Dans un espace et un temps qui ne sont plus les siens, l’individu industriel est sollicité, pris, en permanence par un tissu de messages visuels et auditifs : des enseignes lumineuses aux jour­naux en passant par la publicité, "on" lui donne à voir, à entendre, à consommer le monde et ce qui s’y passe dans des formes qu’il n’a pas choisies. On a coutume d’opposer des messages qui seraient commerciaux, donc abêtissants et mensongers, à des messages, ceux diffusés par les médias, qui tendraient à être éducatifs, voir culturels. C’est dans cette mare de la tranquillité que nous avons quelques pavés à jeter.
L’information est la médiation indispensable à tous les pouvoirs, et pouvoir elle-même. Rien sans elle n’arrive à prendre corps, ni à se propager. Planétaire, mondialisant n’importe quel événe­ment, quasi instantanée, permanente, aux moyens multiples, elle a tous les caractères du pouvoir parfait - comme on parle de crime parfait - c’est-à-dire qui ne laisse pas de traces.
Les médias sont de terribles véhiculeurs de normes ; et là où ça sent la norme, ça sent l’état. L’information c’est ce qui met des formes là où il en manquait, qui tisse des liens, qui éclaire la diversité pour mieux la réduire, qui uniformise. L’image matérielle de ce cancer normatif : la ra­mification des fils, des antennes au bout des­quels fleurissent et pourrissent des téléphones, des radios, des télévisions pour des yeux, des oreilles et des pensées préfabriqués. Ramifica­tions comme le système nerveux d’un même corps qui bave quand ça siffle.

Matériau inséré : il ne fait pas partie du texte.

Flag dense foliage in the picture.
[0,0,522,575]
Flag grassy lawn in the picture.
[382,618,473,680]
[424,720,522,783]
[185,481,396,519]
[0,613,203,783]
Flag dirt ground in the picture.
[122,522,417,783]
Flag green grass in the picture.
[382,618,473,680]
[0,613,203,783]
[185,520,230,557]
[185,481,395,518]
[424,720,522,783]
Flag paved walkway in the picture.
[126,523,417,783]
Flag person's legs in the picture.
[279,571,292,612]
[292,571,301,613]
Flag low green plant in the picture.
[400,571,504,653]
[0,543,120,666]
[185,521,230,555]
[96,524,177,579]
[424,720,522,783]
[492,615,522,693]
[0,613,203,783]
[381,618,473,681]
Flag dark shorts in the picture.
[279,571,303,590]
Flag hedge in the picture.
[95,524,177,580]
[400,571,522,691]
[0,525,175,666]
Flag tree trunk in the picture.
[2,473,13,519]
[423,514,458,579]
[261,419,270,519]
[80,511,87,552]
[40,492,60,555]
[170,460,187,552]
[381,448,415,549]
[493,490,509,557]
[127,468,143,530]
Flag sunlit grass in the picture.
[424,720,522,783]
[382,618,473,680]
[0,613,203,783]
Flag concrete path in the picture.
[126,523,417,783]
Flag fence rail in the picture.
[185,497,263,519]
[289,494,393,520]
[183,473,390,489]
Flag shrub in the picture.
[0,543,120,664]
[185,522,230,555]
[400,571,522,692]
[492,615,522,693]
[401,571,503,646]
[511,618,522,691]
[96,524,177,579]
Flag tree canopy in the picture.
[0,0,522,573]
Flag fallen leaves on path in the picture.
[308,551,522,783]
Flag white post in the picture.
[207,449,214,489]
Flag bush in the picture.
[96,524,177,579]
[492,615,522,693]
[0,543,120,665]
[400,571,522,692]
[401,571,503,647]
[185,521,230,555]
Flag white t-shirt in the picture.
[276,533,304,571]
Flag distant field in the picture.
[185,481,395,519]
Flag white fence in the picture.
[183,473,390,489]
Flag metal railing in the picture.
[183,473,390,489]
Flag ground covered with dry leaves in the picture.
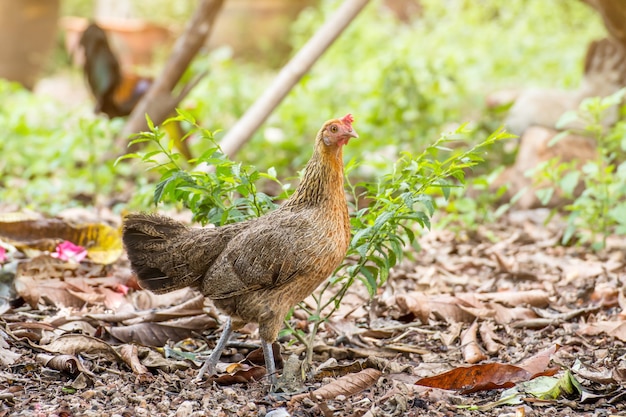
[0,210,626,417]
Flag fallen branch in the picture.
[116,0,224,149]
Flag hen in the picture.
[123,114,358,384]
[80,23,152,118]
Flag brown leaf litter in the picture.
[0,211,626,417]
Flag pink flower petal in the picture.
[115,284,129,295]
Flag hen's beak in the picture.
[346,128,359,138]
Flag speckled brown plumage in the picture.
[123,115,357,384]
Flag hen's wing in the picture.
[123,213,246,293]
[202,212,324,299]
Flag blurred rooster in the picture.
[80,23,152,118]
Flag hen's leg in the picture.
[195,317,233,382]
[261,339,276,389]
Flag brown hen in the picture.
[123,114,358,384]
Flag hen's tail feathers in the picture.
[122,213,202,293]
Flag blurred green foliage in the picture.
[532,89,626,250]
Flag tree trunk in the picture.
[116,0,224,148]
[584,0,626,47]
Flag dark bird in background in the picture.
[80,23,152,118]
[123,115,358,383]
[80,23,192,160]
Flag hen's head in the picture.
[319,114,359,147]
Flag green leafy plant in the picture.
[533,89,626,250]
[116,110,290,226]
[124,111,511,360]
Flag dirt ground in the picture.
[0,210,626,417]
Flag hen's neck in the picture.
[284,138,346,210]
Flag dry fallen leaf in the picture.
[290,368,382,403]
[210,366,267,385]
[415,363,531,394]
[116,344,150,375]
[461,321,487,364]
[106,314,216,347]
[577,320,626,342]
[415,345,558,394]
[0,213,124,265]
[479,321,502,354]
[35,353,94,377]
[476,290,550,308]
[37,334,121,361]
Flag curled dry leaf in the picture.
[37,334,121,361]
[131,288,204,310]
[211,366,267,385]
[244,342,284,369]
[116,344,150,375]
[461,321,487,364]
[517,345,561,378]
[478,321,502,354]
[476,290,550,308]
[415,363,531,394]
[577,320,626,342]
[0,213,124,265]
[395,291,475,323]
[106,314,216,346]
[141,348,191,373]
[415,345,559,394]
[489,303,537,324]
[35,353,94,376]
[291,368,382,401]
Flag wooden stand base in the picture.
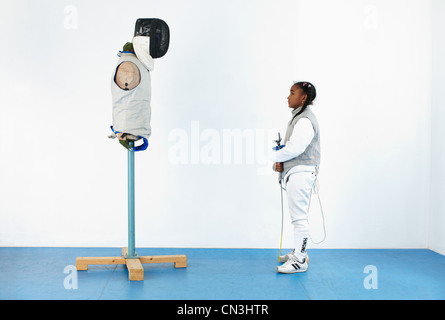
[76,248,187,281]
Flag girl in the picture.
[271,82,320,273]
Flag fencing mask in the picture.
[133,19,170,71]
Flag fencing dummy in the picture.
[109,19,170,151]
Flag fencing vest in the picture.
[111,52,151,142]
[282,106,320,177]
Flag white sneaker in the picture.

N’oublions pas qu’au simple niveau quantita­tif (personnel, machines, capitaux), le traitement de l’Information est une colossale entreprise où régnent de grands monopoles privés ou étatiques. Le sympathique foutoire économique que nous connaissons aggrave cette situation et lui donne une fragilité qui nous intéresse. Non pas que nous confondions le pouvoir des médias avec celui de leurs propriétaires ; il échappe à tous, à la fois bigrement précis et diffus. C’est un peu le pou­voir du verbe moderne (on a le logos qu’on mé­rite).
L’actualité est aussi une marchandise ; c’est une banalité facilement oubliée. Toute marchandise a son support idéologique et phantasmatique ; on peut dire que dans l’information c’est en grande partie ce support qui se vend ; mais pas que cela ; l’information joue aussi, réduit au minimum, un rôle de recherches et de questionnement : c’est même de la confusion de ces deux aspects qu’elle tire son ambiguïté et sa puissance.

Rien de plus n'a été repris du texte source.